Benzin reden mit Ferdinand Micha Lanner.

Kosten und Konzepte#

(Einige Sätze zu Issigonis und Giacosa)#

von Martin Krusche#

Mit einem Zitat habe ich auf Facebook zu meinem kleinen Bericht über den Auftakt der 2022er Judenburg-Session verwiesen: „Sonderprämie“, über eine Spritztour mit einem Puch 650 TR. (Den Link finden Sie am Ende dieser Page. Das Zitat: „Die Kurzfassung. Puch: Heckschleuder mit Heckmotor und Heckantrieb. Mini: Frontantrieb mit dem vorne quer liegenden Motor. Das markierte eine Wende im Kleinwagenkonzept und in der Physik der Fahrzeuge. Der von Alec Issigonis konstruierte Mini kam schon zwei Jahre nach dem Pucherl auf den Markt, nämlich im Sommer 1959. Er markiert den Beginn einer neue Ära.“

Das hat vordergründig so seine Richtigkeit, ist stichhaltig. In der Tiefe ist es freilich weit komplexer. Ferdinand Micha Lanner hat es detailliert erläutert.

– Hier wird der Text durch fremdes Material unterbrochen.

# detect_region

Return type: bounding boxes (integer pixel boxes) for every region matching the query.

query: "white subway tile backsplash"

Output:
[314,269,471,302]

Lanner: „Hm. Ich werde nicht müde, Issigonis zu entzaubern. Lies Dante Giacosa nochmal! Wenn es nach ihm (als Frontantriebs-Fan) gegangen wäre, hätte Fiat viel früher Frontantrieb gebaut und sicher auch früher den Quermotor. (Durfte Giacosa erst 1964 in der Dependance Autobianchi realisieren.)

Die Idee war genau so da, wie bei Issigonis. Beide waren perfekte Kleinauto-Designer, nur Giacosa auch produktionskostenbewußt. Issigonis nicht, was mit ein Sargnagel für Austin/Morris-BMC war. Dafür hatte Issigonis bei den Chefs (Lord und Harriman) Narrenfreiheit und keiner kontrollierte ihn, was er auch nie zuließ. Seine Wutausbrüche bei negativer Kritik sind legendär.

Lanner mit seinem Morgan Roadster in Bad Radkersburg gegenüber der einstigen Werkstatt von Meister Gerschak, wo Johann Puch tätig gewesen ist.
Lanner mit seinem Morgan Roadster in Bad Radkersburg gegenüber der einstigen Werkstatt von Meister Gerschak, wo Johann Puch tätig gewesen ist.

Also wurde der Quermotor im Mini auch ziemlich unerprobt auf Kunden losgelassen. Heute ist er dafür ein Held. Als ab zirka 1963 BMC ein Drittel der Produktion als Ersatzteilfertigung leisten mußte, war er es weniger. Aber er hatte Rückendeckung.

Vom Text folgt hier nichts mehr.